Sunday, March 14, 2010

Kommentary on Wine 5

All:

I like to view only the visuals on the monitors at Bally’s. One thing I’ve noticed about more movies and TV shows is how they visually signal that someone is sophisticated and urbane. They put that person (invariably attractive) in a darkened restaurant, seat them across the table from someone else (invariably attractive), and show them both sipping wine.

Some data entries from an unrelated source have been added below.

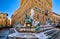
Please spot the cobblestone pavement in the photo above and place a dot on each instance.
(4, 34)
(52, 34)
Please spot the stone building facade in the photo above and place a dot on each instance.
(42, 10)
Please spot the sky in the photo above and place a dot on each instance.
(10, 6)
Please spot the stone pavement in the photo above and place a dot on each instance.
(4, 34)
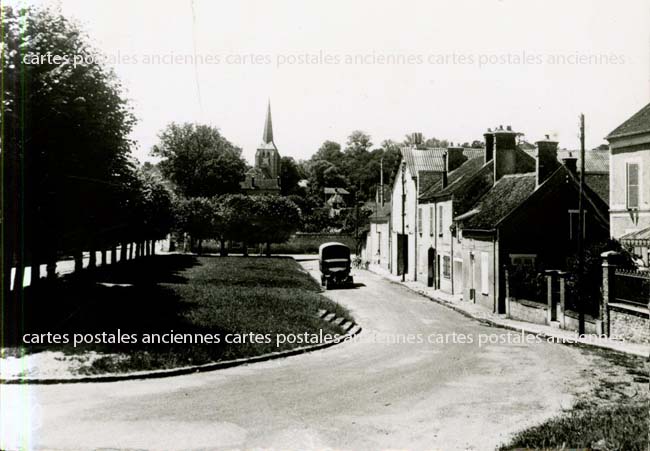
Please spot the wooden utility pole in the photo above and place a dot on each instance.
(403, 219)
(381, 181)
(581, 229)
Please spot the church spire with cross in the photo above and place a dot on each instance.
(267, 158)
(267, 138)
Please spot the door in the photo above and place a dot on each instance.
(472, 278)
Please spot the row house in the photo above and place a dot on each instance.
(525, 218)
(421, 168)
(629, 188)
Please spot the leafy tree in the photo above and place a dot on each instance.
(199, 160)
(276, 219)
(196, 217)
(329, 151)
(290, 174)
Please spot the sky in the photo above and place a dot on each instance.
(448, 69)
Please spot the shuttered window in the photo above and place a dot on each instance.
(632, 188)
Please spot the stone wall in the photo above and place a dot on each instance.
(571, 322)
(529, 311)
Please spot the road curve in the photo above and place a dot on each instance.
(366, 394)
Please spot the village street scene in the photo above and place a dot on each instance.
(230, 228)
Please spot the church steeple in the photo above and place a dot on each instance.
(267, 138)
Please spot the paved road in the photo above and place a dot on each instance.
(357, 395)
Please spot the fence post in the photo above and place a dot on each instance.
(562, 306)
(609, 268)
(550, 313)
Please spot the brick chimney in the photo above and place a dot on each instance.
(505, 148)
(571, 163)
(489, 145)
(454, 158)
(417, 139)
(445, 171)
(547, 161)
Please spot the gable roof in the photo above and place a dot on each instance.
(596, 160)
(455, 179)
(637, 124)
(599, 184)
(380, 213)
(506, 195)
(638, 237)
(511, 191)
(331, 190)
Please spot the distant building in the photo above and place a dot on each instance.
(525, 218)
(420, 169)
(264, 177)
(629, 206)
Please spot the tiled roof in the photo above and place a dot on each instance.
(596, 160)
(427, 179)
(260, 184)
(329, 190)
(379, 213)
(506, 195)
(638, 123)
(599, 184)
(432, 159)
(638, 237)
(455, 179)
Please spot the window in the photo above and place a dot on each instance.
(574, 225)
(378, 243)
(446, 267)
(523, 260)
(485, 280)
(632, 185)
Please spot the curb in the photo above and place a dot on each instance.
(351, 332)
(490, 322)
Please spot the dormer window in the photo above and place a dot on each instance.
(632, 185)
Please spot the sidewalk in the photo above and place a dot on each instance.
(479, 313)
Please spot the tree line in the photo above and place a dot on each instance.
(69, 181)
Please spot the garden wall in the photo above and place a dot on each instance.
(632, 325)
(529, 311)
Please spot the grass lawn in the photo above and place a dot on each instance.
(615, 415)
(197, 296)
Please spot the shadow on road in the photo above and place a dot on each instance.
(129, 296)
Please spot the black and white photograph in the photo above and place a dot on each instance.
(325, 225)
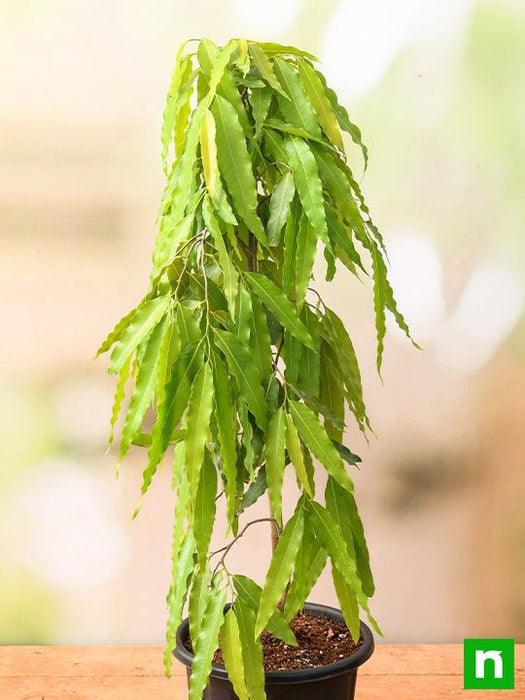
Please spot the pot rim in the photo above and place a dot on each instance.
(337, 668)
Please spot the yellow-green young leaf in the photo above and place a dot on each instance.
(342, 507)
(182, 566)
(144, 390)
(281, 307)
(280, 200)
(207, 642)
(308, 184)
(235, 165)
(210, 166)
(251, 649)
(274, 455)
(247, 374)
(265, 68)
(204, 510)
(317, 441)
(295, 452)
(348, 602)
(140, 326)
(226, 422)
(316, 93)
(117, 401)
(197, 425)
(232, 655)
(304, 259)
(297, 110)
(281, 567)
(251, 594)
(230, 276)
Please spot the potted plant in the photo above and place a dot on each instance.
(246, 371)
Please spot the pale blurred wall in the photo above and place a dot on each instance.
(438, 89)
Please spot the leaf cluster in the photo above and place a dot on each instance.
(233, 360)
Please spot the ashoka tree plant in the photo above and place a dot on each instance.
(235, 360)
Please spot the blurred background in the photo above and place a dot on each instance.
(439, 92)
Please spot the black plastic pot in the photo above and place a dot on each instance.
(331, 682)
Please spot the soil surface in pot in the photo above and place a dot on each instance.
(320, 642)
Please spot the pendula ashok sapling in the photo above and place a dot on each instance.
(245, 369)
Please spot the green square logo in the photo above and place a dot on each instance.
(488, 664)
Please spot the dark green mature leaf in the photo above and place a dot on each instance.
(276, 302)
(139, 327)
(274, 455)
(235, 165)
(231, 653)
(281, 567)
(205, 506)
(315, 438)
(207, 642)
(197, 425)
(281, 198)
(248, 375)
(251, 648)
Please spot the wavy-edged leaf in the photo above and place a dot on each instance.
(280, 201)
(342, 507)
(293, 445)
(281, 307)
(315, 438)
(248, 375)
(205, 507)
(226, 422)
(277, 624)
(207, 642)
(264, 66)
(235, 165)
(182, 566)
(232, 655)
(306, 247)
(297, 109)
(139, 327)
(251, 649)
(308, 184)
(281, 567)
(197, 425)
(274, 455)
(144, 390)
(309, 565)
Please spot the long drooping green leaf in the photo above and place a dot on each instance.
(232, 655)
(197, 425)
(274, 454)
(248, 375)
(281, 307)
(342, 507)
(143, 391)
(182, 558)
(315, 438)
(251, 648)
(281, 567)
(251, 594)
(235, 165)
(226, 422)
(140, 326)
(280, 200)
(207, 642)
(315, 91)
(204, 511)
(308, 184)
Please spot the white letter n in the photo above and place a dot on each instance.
(481, 658)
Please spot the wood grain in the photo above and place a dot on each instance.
(395, 672)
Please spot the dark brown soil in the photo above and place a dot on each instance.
(321, 641)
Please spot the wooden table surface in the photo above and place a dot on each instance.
(395, 672)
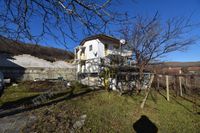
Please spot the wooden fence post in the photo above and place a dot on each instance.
(180, 84)
(158, 83)
(167, 86)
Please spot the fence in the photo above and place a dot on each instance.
(181, 84)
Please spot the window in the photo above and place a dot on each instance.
(90, 48)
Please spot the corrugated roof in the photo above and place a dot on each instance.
(101, 37)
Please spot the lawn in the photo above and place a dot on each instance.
(110, 112)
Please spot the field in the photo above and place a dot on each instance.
(80, 109)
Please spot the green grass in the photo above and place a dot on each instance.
(110, 112)
(14, 93)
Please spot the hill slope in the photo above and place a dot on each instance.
(48, 53)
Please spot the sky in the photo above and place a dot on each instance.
(166, 9)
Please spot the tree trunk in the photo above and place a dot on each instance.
(149, 89)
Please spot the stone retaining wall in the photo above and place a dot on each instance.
(26, 74)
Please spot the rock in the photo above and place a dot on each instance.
(79, 124)
(14, 84)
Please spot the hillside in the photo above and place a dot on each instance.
(48, 53)
(182, 64)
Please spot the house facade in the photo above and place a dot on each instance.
(92, 50)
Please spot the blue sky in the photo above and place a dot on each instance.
(167, 9)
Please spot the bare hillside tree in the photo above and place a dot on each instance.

Which reminds me of how Hollywood used to convey sophistication. They’d put a cigarette in someone’s hands and show how they, with great style and panache, lit, fingered, mouthed, and stamped it out over the course of a conversation. Usually, the person’s face was filmed through a cloud of nicotine smoke. The more sophisticated they were, the more likely the smoking was to take place indoors, in formal clothes, and as a carefully choreographed social occasion.

Now I look at those ancient smoking scenes and think about all the hacking, coughing, and smelly clothes, sets, and soundstages—and all the cancer-dead actors and crews. Now I look at contemporary wine-drinking scenes and wonder how many of them involve drinking unfermented, non-alcoholiic grape juice.

Wine is not sophistication. It’s also a tiresome conversation topic. Inebriation tends to drag down the quality of the conversations in which I’ve participated.